I don’t know how large your matrices are, but arithmetically matrix multiply can be decomposed into sub-problems. The beginning part of the answer here:
What kind of GPU do you use? 21 MB is not particularly large as matrices go, and with even budget GPUs offering at least 1 GB of on-board memory, you should be able to keep several such matrices resident on the GPU. You may want to look more closely at the memory management performed by your application.
Agreed. your out of memory problem should be investigated rather than looking for a different library.
If you have an out of memory issue that is actually due to this matrix size (perhaps because you have ~50 such matrices in memory) then the correct solution would be to manage that situation somehow. cufftXt won’t solve any problems like that for you.

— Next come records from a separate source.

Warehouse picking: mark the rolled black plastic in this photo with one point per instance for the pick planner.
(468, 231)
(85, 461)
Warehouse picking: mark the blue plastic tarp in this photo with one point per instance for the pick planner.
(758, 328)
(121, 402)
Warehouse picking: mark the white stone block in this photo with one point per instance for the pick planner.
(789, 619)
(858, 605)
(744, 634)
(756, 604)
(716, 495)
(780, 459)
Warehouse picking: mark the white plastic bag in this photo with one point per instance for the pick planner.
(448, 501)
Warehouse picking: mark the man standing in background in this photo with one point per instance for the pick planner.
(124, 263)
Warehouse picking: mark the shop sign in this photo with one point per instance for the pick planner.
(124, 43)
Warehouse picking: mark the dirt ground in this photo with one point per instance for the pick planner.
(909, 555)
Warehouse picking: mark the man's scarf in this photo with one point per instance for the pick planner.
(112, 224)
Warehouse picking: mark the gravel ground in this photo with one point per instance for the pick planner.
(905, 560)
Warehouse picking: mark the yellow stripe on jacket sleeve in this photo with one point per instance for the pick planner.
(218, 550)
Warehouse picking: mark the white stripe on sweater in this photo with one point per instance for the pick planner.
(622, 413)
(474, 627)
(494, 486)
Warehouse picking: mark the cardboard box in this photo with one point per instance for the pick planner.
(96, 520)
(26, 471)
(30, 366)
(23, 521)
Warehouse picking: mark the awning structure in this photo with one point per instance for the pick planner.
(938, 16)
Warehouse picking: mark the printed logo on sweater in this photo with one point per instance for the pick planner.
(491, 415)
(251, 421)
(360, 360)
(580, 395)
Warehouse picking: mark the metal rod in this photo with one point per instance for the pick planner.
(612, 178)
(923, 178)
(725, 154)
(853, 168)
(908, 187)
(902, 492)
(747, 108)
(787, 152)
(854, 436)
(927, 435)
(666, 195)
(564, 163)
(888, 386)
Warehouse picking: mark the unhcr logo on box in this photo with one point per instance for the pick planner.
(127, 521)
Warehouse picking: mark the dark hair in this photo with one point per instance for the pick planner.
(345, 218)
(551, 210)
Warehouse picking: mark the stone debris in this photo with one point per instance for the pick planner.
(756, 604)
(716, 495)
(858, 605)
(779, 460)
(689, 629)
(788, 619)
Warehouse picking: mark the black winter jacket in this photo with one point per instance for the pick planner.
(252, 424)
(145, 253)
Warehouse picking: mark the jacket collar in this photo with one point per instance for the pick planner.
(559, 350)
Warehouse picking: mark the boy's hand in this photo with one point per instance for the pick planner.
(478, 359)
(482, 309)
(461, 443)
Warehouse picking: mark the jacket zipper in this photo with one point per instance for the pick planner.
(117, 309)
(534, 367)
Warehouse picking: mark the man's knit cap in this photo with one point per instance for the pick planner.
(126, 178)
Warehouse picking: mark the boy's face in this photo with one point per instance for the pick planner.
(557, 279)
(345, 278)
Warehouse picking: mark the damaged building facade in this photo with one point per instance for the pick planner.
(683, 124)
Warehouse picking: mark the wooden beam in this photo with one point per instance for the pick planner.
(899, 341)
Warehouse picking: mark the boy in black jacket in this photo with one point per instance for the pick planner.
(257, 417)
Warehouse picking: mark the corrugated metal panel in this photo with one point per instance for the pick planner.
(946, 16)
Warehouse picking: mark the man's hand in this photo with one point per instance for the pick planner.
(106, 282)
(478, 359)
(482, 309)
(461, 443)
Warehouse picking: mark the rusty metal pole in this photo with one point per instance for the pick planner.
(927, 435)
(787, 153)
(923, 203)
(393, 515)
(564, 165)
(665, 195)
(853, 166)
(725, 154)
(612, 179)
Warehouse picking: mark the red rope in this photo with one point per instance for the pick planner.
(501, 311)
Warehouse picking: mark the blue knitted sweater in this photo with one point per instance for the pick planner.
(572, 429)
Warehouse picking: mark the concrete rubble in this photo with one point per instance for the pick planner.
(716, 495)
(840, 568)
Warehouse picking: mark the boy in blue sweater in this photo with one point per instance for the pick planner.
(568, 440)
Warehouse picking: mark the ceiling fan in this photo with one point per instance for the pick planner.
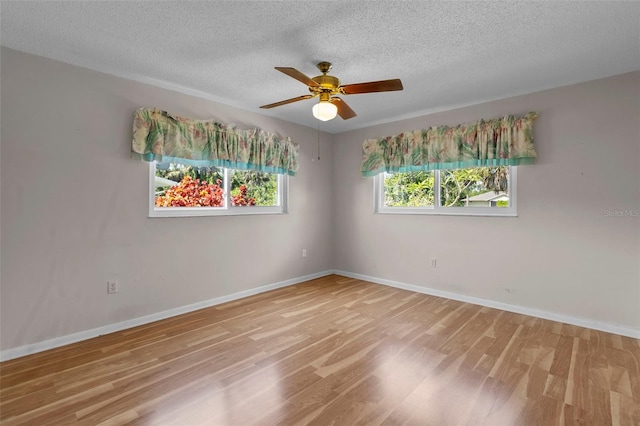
(327, 86)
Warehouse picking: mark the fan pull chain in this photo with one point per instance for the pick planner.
(318, 140)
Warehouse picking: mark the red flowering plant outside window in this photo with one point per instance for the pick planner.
(189, 188)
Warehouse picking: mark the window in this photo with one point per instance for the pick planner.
(481, 191)
(180, 190)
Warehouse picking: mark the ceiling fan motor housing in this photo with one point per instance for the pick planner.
(326, 83)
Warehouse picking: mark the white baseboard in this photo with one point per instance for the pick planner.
(111, 328)
(582, 322)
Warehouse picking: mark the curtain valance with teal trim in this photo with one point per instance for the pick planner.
(160, 136)
(506, 141)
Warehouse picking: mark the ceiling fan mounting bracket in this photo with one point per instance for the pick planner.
(324, 67)
(326, 86)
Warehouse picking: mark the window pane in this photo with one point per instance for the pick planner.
(413, 189)
(249, 188)
(177, 185)
(475, 187)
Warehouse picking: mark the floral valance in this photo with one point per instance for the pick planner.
(163, 137)
(506, 141)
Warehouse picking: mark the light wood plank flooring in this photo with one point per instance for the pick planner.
(332, 351)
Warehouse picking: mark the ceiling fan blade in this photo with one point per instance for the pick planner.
(287, 101)
(372, 86)
(344, 110)
(292, 72)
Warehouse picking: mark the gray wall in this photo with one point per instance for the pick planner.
(562, 254)
(74, 208)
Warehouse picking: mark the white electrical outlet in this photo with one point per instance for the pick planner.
(112, 287)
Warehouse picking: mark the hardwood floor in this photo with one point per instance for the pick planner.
(332, 351)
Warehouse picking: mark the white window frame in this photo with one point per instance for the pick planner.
(437, 209)
(228, 209)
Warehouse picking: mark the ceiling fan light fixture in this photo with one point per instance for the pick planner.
(324, 111)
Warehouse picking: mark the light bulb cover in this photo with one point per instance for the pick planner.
(324, 111)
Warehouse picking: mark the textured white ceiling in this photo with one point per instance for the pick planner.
(448, 54)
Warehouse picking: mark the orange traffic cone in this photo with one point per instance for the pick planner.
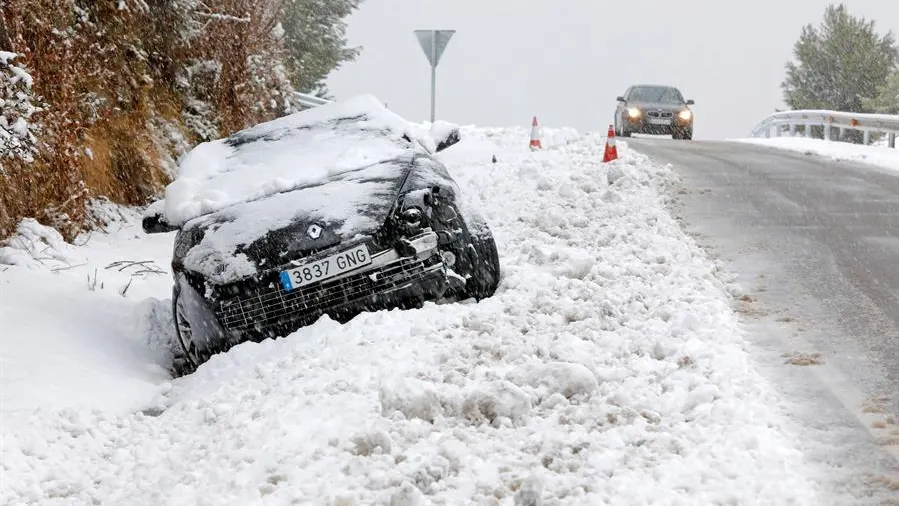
(611, 150)
(535, 135)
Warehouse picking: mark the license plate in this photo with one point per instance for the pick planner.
(325, 268)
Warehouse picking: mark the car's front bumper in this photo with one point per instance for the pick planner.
(265, 309)
(656, 125)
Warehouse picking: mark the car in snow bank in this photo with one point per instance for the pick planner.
(334, 210)
(653, 109)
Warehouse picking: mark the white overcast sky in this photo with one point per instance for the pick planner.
(565, 61)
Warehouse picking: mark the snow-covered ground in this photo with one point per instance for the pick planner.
(881, 156)
(609, 368)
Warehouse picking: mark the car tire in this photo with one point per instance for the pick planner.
(185, 356)
(483, 281)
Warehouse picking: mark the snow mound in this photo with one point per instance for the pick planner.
(881, 156)
(608, 368)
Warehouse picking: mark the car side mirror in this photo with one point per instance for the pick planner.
(154, 221)
(445, 134)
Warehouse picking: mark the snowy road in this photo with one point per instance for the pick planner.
(815, 242)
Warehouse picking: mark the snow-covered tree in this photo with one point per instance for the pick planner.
(839, 63)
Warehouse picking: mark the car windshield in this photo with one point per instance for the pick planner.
(658, 94)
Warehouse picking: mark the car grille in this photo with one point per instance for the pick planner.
(268, 304)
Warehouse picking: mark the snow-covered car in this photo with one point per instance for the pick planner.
(334, 210)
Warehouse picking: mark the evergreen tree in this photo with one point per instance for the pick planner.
(315, 39)
(839, 63)
(886, 101)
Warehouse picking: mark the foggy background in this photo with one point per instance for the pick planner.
(565, 61)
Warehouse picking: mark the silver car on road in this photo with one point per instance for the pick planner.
(654, 109)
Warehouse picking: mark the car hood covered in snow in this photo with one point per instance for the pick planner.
(338, 166)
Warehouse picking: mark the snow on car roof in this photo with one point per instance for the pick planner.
(297, 150)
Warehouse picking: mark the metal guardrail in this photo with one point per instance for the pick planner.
(829, 120)
(310, 100)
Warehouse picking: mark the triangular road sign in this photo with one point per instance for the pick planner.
(434, 42)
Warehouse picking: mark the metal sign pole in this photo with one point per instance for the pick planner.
(434, 42)
(433, 80)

There are a number of different Tesla GPUs with different amounts of memory, but it is reasonably safe to assume that your Tesla has at least 4 GB of on-board memory and thus enough memory for many instances of a 21 MB matrix. Since you have not shown any code that would allow others to reproduce your issue, I can only give the general recommendations to
review the number of memory allocations, and the size of each
properly check the return status of each CUDA API call, each CUBLAS API call, and each kernel launch
Yes, but a 21MB matrix is not a very large matrix. There would be no need or reason to split it up. Rather than pursuing this path, I would suggest getting a very crisp understanding of the out of memory issue. A 21MB matrix cannot by itself cause an out of memory issue on any GPU.